Но Баженова уже стояла перед ним прямая, гордая. И хотя улыбка еще не совсем сбежала у нее с лица, влажно поблескивали редкие красивые зубы, глаза глядели холодно, отчужденно и с тем оттенком боли и тоски, который уже был знаком Цагеридзе по первой встрече с Баженовой.
– Да. Пробовали, – с каким-то вызовом сказала она.
– Кто? – опять против воли спросил Цагеридзе, по-прежнему не думая о том, что нельзя – грубо, бестактно расспрашивать молодую женщину.
– Кто? – переспросила Баженова. – Я сама. – Помолчала, глядя в сторону, словно бы в едва различимую даль, и чуть слышно добавила: – Любовь...
И на этом слове сразу оборвался их разговор.
Баженова постояла немного, все так же глядя в сторону, и вышла.
10
Цагеридзе в этот день задержался в конторе до глубокой ночи.
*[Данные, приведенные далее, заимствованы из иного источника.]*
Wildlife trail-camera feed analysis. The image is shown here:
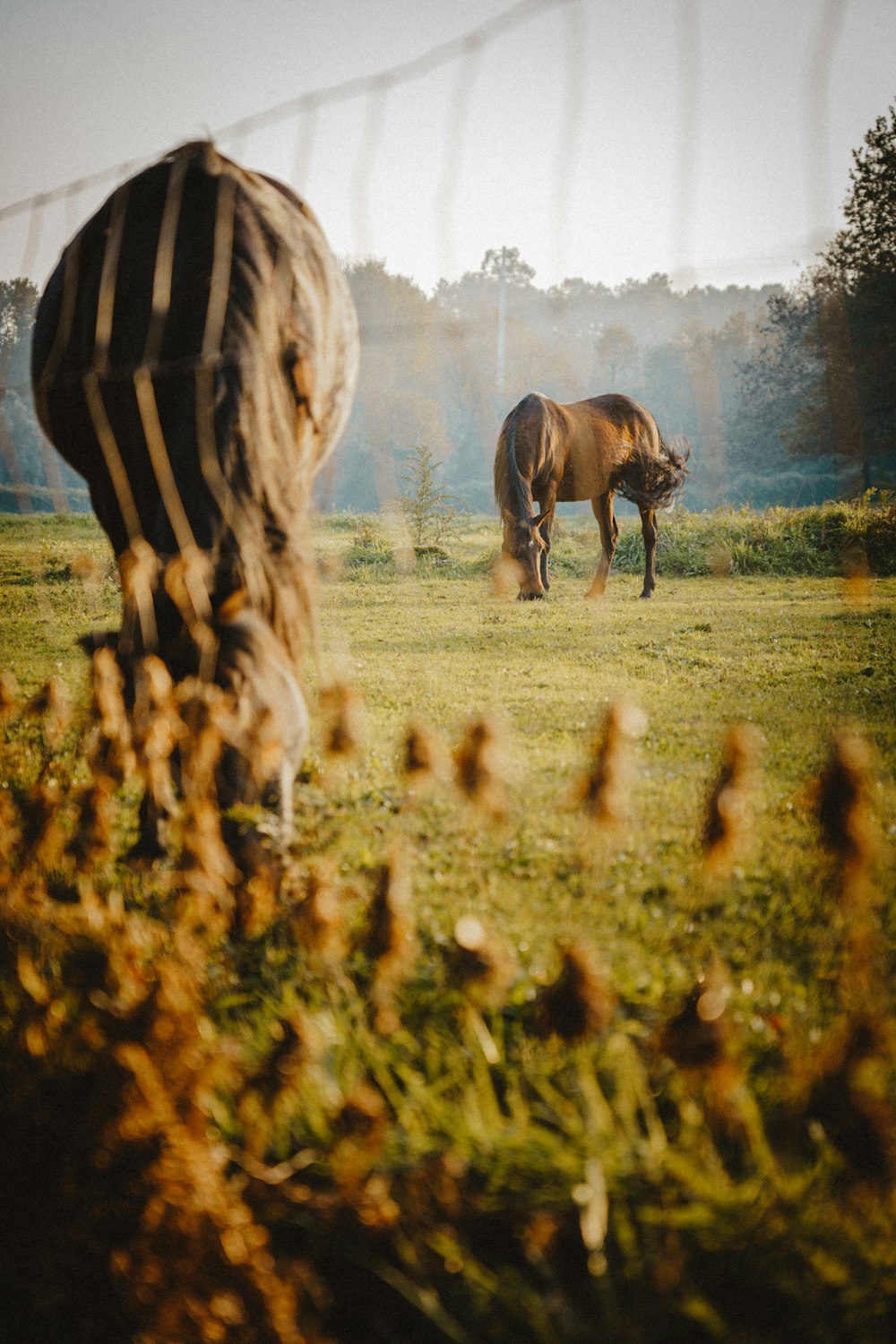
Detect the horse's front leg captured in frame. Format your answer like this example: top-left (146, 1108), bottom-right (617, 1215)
top-left (538, 499), bottom-right (557, 593)
top-left (641, 508), bottom-right (659, 597)
top-left (586, 491), bottom-right (619, 597)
Домой, точнее – на ночлег к Баженовой, ему идти не хотелось. Он не любил неясностей, недомолвок, а Мария и все, что ее окружало, за исключением Фени, все было сплошь неясным и в недомолвках. Домой... От "котежа", предложенного Василием Петровичем, он отказался. Лида смертельно боится, что он станет ночевать у себя в кабинете. Баженова радушно сказала: "Да, пожалуйста, живите пока у меня". Иного выхода не было. И он согласился, хотя в доме Баженовой оказался словно бы пассажиром поезда дальнего следования и поместился в купе, в котором едут женщины, – укладываясь спать, неловко при них раздеваться.
У Баженовой с матерью были какие-то свои разговоры, понятные только им двоим. Их никогда не начинала Мария, она вздрагивала всякий раз, когда старуха скрипучим, ворчливым голосом окликала ее: "Марья Сергеевна..." Мария не начинала эти разговоры. Но заканчивала их обычно только она и заканчивала чаще всего жестко, сухо.
Цагеридзе чувствовал, как больно и тяжело Баженовой разговаривать с матерью при нем. Видимо, ей хотелось оставаться всегда спокойной, ровной и ласковой, как это было вне дома, но беспощадная воля старухи словно вытягивала из нее напоказ постороннему всю глухо скрытую злобность, которую по отношению к матери Цагеридзе уж никак не мог оправдать.
А тут еще эта нечаянная откровенность. "Любовь", – вырвалось у нее, когда он поинтересовался происхождением шрама на ее шее.
Нет, нет, не надо ничего знать больше! "В личном листке обо мне написано все..." – в первый же вечер отрезала Баженова. И прекрасно. Он, Цагеридзе, любит открытую, светлую, а не вынужденную откровенность.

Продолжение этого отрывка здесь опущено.